Moreover, if FDA is not prepared to deal with new science, it could become a bottleneck in the flow of new medical treatments to the patients and health professionals who await them.

"If we [FDA's reviewers] understand the technology and product when it arrives," explains Susan Homire, D.V.M., senior science policy analyst in the Office of the Commissioner, "then we can review it much more efficiently. If it is something we have never seen before, then there is a learning curve that we have to go through and we become conservative. We are afraid to say it is OK. And we ask for more data."

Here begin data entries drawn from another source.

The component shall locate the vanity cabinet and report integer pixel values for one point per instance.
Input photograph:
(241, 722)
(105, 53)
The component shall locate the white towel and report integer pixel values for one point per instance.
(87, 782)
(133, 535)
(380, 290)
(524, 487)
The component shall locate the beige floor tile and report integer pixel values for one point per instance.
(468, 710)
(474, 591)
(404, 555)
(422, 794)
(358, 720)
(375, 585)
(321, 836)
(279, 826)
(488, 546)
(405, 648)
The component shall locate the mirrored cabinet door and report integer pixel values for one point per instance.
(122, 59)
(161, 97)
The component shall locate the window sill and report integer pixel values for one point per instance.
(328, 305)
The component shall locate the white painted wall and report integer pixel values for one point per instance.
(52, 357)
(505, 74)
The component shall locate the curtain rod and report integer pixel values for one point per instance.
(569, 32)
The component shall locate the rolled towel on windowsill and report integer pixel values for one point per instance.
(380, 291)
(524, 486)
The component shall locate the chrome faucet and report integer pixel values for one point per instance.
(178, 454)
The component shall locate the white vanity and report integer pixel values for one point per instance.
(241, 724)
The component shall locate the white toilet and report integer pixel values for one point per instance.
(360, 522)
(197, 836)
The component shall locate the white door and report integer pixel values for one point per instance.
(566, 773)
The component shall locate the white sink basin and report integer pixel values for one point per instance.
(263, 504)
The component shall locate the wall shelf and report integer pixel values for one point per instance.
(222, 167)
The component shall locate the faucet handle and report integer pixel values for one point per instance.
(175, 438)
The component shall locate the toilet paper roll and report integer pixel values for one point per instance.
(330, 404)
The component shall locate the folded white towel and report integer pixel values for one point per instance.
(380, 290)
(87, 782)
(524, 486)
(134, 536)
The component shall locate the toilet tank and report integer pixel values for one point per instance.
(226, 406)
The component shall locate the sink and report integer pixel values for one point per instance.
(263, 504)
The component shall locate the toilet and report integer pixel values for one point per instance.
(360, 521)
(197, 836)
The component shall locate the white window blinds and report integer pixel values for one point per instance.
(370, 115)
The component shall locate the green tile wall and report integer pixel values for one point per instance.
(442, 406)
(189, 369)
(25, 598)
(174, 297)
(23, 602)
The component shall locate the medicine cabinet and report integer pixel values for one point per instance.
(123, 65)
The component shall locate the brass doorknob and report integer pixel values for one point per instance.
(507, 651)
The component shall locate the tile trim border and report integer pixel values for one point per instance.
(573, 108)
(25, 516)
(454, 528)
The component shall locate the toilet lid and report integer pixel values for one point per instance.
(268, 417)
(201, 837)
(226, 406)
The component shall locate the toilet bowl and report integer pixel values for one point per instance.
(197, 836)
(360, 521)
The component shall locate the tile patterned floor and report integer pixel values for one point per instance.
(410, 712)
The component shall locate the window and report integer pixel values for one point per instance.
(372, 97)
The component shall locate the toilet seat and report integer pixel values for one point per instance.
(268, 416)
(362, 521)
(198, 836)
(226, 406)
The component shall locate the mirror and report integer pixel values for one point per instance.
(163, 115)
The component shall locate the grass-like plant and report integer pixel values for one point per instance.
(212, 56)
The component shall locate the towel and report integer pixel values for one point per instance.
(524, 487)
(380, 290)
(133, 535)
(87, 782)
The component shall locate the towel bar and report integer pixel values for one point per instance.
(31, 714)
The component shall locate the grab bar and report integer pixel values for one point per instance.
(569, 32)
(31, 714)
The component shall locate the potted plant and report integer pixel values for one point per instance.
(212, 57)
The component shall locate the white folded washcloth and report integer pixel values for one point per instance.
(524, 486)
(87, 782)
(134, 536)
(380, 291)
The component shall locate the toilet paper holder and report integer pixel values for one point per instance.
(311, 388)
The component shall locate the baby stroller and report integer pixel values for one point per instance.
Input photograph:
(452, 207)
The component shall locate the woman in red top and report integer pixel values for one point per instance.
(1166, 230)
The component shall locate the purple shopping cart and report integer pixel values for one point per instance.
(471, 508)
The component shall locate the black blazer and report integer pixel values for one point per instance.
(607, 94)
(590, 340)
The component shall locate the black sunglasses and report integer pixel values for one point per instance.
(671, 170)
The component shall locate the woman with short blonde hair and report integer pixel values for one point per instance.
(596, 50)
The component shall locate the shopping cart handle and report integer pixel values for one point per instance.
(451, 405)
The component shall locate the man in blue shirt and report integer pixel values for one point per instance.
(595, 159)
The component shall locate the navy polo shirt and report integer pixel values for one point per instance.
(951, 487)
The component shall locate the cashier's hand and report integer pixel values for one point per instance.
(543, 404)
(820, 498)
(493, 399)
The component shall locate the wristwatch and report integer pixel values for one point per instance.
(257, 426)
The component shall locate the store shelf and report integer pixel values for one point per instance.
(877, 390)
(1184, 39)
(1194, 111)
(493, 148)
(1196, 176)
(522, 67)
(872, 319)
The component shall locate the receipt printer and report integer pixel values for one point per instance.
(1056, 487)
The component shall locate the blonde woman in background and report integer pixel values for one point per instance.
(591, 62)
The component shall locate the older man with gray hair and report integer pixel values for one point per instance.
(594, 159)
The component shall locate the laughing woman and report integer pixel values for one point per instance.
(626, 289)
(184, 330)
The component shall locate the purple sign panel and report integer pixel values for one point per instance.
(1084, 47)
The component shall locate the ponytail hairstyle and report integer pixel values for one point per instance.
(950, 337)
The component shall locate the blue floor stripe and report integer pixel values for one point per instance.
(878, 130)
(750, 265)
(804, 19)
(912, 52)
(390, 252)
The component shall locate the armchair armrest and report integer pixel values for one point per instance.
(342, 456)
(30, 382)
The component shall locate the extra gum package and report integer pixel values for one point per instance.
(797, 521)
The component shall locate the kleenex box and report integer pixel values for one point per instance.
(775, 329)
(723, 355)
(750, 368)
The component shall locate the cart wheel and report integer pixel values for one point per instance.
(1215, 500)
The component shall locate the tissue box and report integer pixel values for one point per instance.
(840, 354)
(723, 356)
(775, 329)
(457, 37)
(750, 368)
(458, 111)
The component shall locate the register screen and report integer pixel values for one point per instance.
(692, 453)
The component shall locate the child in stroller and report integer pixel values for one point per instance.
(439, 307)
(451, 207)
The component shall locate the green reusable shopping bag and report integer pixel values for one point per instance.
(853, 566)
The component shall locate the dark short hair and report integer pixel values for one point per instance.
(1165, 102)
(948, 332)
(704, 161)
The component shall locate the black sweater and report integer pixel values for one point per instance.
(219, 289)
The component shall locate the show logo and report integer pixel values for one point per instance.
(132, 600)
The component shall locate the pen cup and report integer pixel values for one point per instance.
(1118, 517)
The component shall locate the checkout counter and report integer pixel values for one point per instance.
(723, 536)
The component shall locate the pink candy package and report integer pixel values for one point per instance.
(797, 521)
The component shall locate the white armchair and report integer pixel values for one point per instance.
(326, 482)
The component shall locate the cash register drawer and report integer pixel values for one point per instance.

"The ill-prepared are generally risk-averse, therefore giving no decision or a slow decision, or, even worse, the wrong decision," adds Commissioner Henney. "We cannot afford to be a bottleneck in providing physicians, dentists, veterinarians, and other health professionals with safe and effective new products for their patients, but we must also be mindful that these decisions are right."

Science and the Law

The commissioner's commitment to strengthening the agency's scientific foundation has a certain urgency. FDA's science-based decisions must not only protect the public health and pass muster with its scientific peers but challenged decisions must be able to withstand judicial scrutiny as well.

"FDA doesn't do science in the abstract," says FDA's chief attorney Porter. "FDA is a regulatory agency. While we can provide training and set clear expectations for product testing and good manufacturing practices, we are not advisors or consultants; we are regulatory decision-makers."

Certainly FDA's scientists must be decisive when reviewing a new medical product, but tensions sometimes arise between FDA's scientific and legal cultures. "The interface between the legal and science systems doesn't always mesh very well," says scientist Schwetz. "The scientists like to equivocate and not say yes or no. The lawyers only want yes or no answers and they don't want the scientists to hedge."

Each culture--science and law--has its own perspective.

"The scientists' preference is always to keep options open," acknowledges Porter, but she adds, "Think about what the regulated industry needs from the agency. The industry needs predictability. And legally, if you want to hold people to standards, the standards that you use must be clear and predictable and applied consistently."

Out of the dynamic tension between the two cultures frequently come well-honed decisions shaped by a rigorous process of debate. "Decisions work best through mutual recognition of the contribution and the need for each of the disciplines," Porter says, "so that the lawyers understand the needs of the scientists and the scientists understand the needs of the lawyers."

And in the end, concludes the commissioner, everyone within FDA must work to understand the needs of the public and find the best science to protect and promote its health as the agency has done for nearly a century.

Larry Thompson is a member of FDA's public affairs staff.